Dégageons rapidement les quelques effets de sens contenus dans cette signature :
– L’Express Styles se définit comme un news féminin d’influence.
– Il est LE news féminin d’influence : c’est le plus légitime dans cette catégorie, voire le seul.
– Il l’était de facto, aujourd’hui il le dit : la nouvelle formule fait de cette qualité un positionnement assumé.
– Il l’était déjà, il l’est plus que jamais : L’Express Styles a décidé de miser dessus, voire de mettre le paquet.

Or le positionnement news + féminin + influence, c’est celui de Grazia. À une nuance près, nous y reviendrons.

Les mots d’influence

Compte tenu de l’importance de la photo, une couverture de magazine se lit plus comme une image que comme une page de texte. Or, l’œil balaye l’image selon une “lecture en Z” : du coin supérieur gauche au coin inférieur droit, en zig-zag.

Il apparaît donc que le premier élément de texte lisible de la première page de rédactionnel de cette nouvelle formule, c’est l’accroche suivante : “Phénomène : le triomphe des subverchics”.

“Subverchics” = subversifs + chics. Un néologisme. Tiens, n’est-ce pas justement une des spécialités de Grazia ? Grazia qui, à coups de Rigueurista, Austérichic, Chiconomie, Maturialisme, signifie son pouvoir de prescription en nommant les phénomènes. Car inaugurer un mot nouveau ou promouvoir un terme confidentiel pour décrire une actualité, une tendance, c’est un peu déjà créer l’événement, se poser en tout cas comme acteur de l’actu.

Imposer un néologisme en couverture en lui collant le mot phénomène, c’est dire son ambition d’être à l’origine d’un processus de diffusion en cascade. L’ambition d’être parmi les premiers à adopter, à médiatiser, à proposer à l’adoption du public.

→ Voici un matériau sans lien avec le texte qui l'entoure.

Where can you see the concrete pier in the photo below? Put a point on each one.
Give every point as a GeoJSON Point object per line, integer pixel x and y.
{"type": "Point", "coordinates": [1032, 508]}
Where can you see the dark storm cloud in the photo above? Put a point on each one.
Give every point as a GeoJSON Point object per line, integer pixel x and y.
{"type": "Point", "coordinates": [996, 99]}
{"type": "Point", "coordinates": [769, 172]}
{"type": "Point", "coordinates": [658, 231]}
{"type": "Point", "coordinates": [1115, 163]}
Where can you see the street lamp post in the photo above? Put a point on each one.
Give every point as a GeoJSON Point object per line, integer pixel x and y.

Les mots pour dire la mode

Le fait que L’Express Styles ait repris, pour son numéro inaugural, la structure exacte des accroches mode des Spécial Mode de Grazia ne peut être innocent. Cela affiche une volonté de concurrencer Grazia dans la façon de dire la mode.

Si les collections nous sont imposées par les créateurs, il appartient à ceux qui se veulent prescripteurs de les nommer comme phénomènes, de dire quelle femme elles installent dans le paysage, de raconter ces femmes et les pièces qu’elles portent comme des éléments de l’air du temps.

. “Le cuir floral d’Atelier Versace” (L’Express Styles) est ainsi à rapprocher de “Le cuir féminissima de Bottega Veneta” (Grazia)…
. “L’épure gracieuse de Bouchra Jarrar” à rapprocher de “L’épure extrême de Céline”…
. “La sensualité dark de Givenchy” à rapprocher de “L’élégance tribale de Lanvin”…
. “La vie en vert d’Armani Privé” à rapprocher de “Le black power de Calvin Klein”…
. “Le nomadisme urbain de Jean Paul Gaultier” à rapprocher de “L’urban minimal de Stella McCartney”…
. “L’azur brillant de Chanel” à rapprocher de “Le rouge flamboyant de John Richmond”…
. “La dentelle graphique de Giambatista Valli” à rapprocher de “La maille exotique de Missoni”, etc.

Les mots mis en images

Une enquête a montré que 38% des abonnés de L’Express commençaient leur lecture par le supplément Styles. Styles, qui venait en seconde ligne, veut s’assumer aujourd’hui comme un news à part entière, comme L’Express. Il faut le dire, et le montrer.

Parmi les éléments graphiques qui traduisent cela, il y a la colonne mise à l’honneur. Cette colonne qui, au même titre que le papier, la page, la Une, le titre, figure parmi les éléments saillants par lesquels l’objet magazine s’exprime : ne dit-on pas “À longueur de colonnes” comme on dit “Dans les pages des magazines”, “À la Une”, “Faire les gros titres”, “Sur papier glacé” ? Feuilletez L’Express Styles, on est saisi : les colonnes sont partout, même dans les espaces vacants.

Autre indice, la généralisation de ces aplats blancs qui ouvrent la voie aux caractères typographiques comme on déroule le tapis rouge. Les titres qui mordent sur l’image, c’est terminé. Désormais, rien ne sera plus écrit que “noir sur blanc”. Le noir sur blanc, c’est place à l’info pure et dure !

Il y a aussi ces pages d’ouverture qui rythment le magazine comme des mini-Unes : “Styles Tentations”, “Styles Magazine”, “Styles Modes de vie”.

Bref, L’Express Styles est un news magazine, féminin, d’influence, dans cet ordre. C’est là LA nuance par rapport à Grazia, qui se dit plutôt féminin d’actu.

Concurrencer Grazia, oui, mais en gardant ses atouts : l’actu avant tout.